Question for the technically minded - VPN and data protection

johnny

I'll tells ya!
Staff member
I can't add any more to this conversation and by the sounds of it @johnny you probably have the opinions of some of the top minds in the field but I do have an example of how your phone can link to larger identification issues.

A few years ago I sat down at my work computer at a large government department, opened my browser and went to YouTube to put some music on while I worked (they have blocked the radio because it took too much bandwidth). YouTube promptly loaded up a mix of all the kids music we were listening to at home. It took YouTube about 1.5 years to locate where I worked but it finally managed it. I wasn't logged into YouTube at home or the work computer but it still worked out that the person listening to music at this location in Canberra just logged on to a reasonably secure computer at this gov department. The best I can establish is through a combination of multiple sources of not secure data (eg wifi signal at work that my phone can see but not use, timing from home to work, some similarities between music played etc) it worked out where I was.

This may not sound like a big deal but the more I thought about it the more I realised if YouTube could put those two locations together and work out who I was then essentially anyone could use my phone to connect me to online activity elsewhere, especially an environment where we don't control the software/apps we can use eg. work.
Not sure if ulstrasonic cross-device tracking is still a thing or not, bit it might have played a part. See slide 29 here: https://www.blackhat.com/docs/eu-16...sures-Of-Ultrasonic-Cross-Device-Tracking.pdf

I'm not sure when that above PDF was made but it must have been a couple of years ago as it's been a couple of years since it was shown that ultrasonic code can be detected by the micro electro-mechanical gyroscopes in any device that measures tri-axis movement (as in when your screen switches from landscape to portrait, or a game measures which way you're holding a devices, etc), and information can be received by your device without consent. Read about it here: https://caslab.csl.yale.edu/publications/matyunin2018zeropermission.pdf The point here being that even if you disable your mic, you're still susceptible to receiving information without consent.
 

johnny

I'll tells ya!
Staff member
Actually, that reply ^^^ was intended for @ualf in regards to his post on coffee machine adverts.

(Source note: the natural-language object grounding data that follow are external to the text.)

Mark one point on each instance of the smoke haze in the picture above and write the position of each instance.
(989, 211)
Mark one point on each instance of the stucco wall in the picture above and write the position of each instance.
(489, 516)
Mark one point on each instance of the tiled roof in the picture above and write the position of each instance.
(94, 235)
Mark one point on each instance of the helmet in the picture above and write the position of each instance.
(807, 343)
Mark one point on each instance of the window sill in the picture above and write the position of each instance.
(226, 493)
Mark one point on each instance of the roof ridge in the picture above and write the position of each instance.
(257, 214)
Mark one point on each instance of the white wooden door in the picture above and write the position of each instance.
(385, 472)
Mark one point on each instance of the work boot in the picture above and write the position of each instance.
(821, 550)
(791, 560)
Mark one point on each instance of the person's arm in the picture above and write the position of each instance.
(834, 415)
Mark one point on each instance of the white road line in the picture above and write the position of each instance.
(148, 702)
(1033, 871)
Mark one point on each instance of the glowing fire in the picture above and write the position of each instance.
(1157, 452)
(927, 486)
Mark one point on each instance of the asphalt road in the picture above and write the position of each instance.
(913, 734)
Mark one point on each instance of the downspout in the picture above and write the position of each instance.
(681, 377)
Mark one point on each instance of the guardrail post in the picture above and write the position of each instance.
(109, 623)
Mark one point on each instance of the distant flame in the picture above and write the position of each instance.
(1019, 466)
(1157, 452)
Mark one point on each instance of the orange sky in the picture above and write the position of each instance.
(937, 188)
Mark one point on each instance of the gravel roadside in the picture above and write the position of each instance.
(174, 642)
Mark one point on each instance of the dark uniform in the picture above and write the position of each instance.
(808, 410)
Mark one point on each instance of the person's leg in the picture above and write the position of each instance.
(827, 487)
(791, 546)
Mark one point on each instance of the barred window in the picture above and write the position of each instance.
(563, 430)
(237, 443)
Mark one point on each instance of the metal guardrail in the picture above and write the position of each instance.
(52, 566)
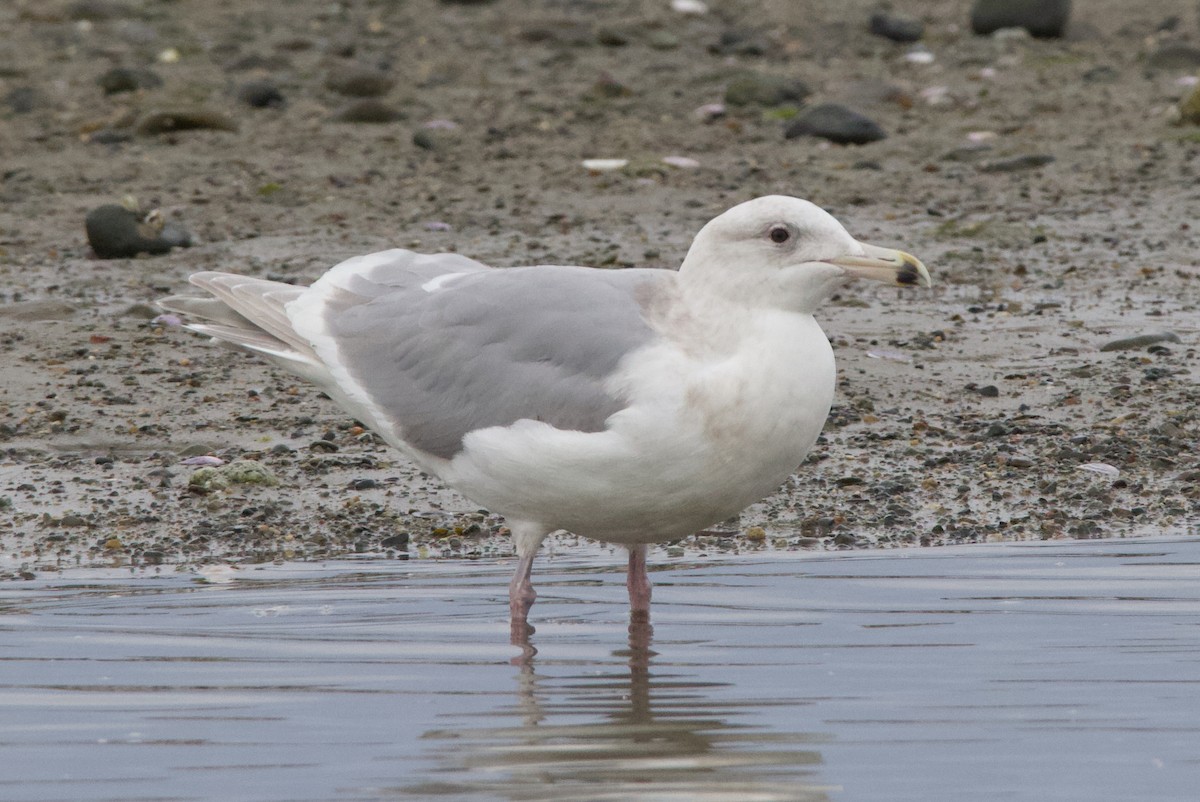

I just suck at technology, is all.
 

johnny

I'll tells ya!
Staff member
Who's noticed that the self-checkouts at Woolies now have a video camera pointed at your face as you scan your goods. Would be interesting to know whether your face could be tracked by other cameras around the store as you browse each time you visit, a profile built and attached to the card you paid with, whether it's a loyalty card or not.

I assume the tech to do all this is already available, but would they need my consent to do it? Possibly not if my name is not attached to the profile, but I imagine with aggregation it could well end up becoming linked anyway.
That started in about Sept last year, and they were called on it in the media. They stated that nothing is recorded and that it's a shoplifting deterrent as "studies show" people are more honest if they think they are being watched.

I've been using cash for the groceries since it came out that they were skirting the bounds of legality by matching purchasing behaviour with your credit/debit card. It sucks as you have to go to the ATM and it makes doing the household budget so much more laborious. But, if you think of your trolley and the approx 30-50 items in it, that's a lot of decision points made each time you shop, which can greatly assist psychometric profiling, health forecasting, etc.
 

johnny

I'll tells ya!
Staff member
So...user driven, except when it's not?
Yes, precisely, and I've been trying to get more information on the "when it's not part". right?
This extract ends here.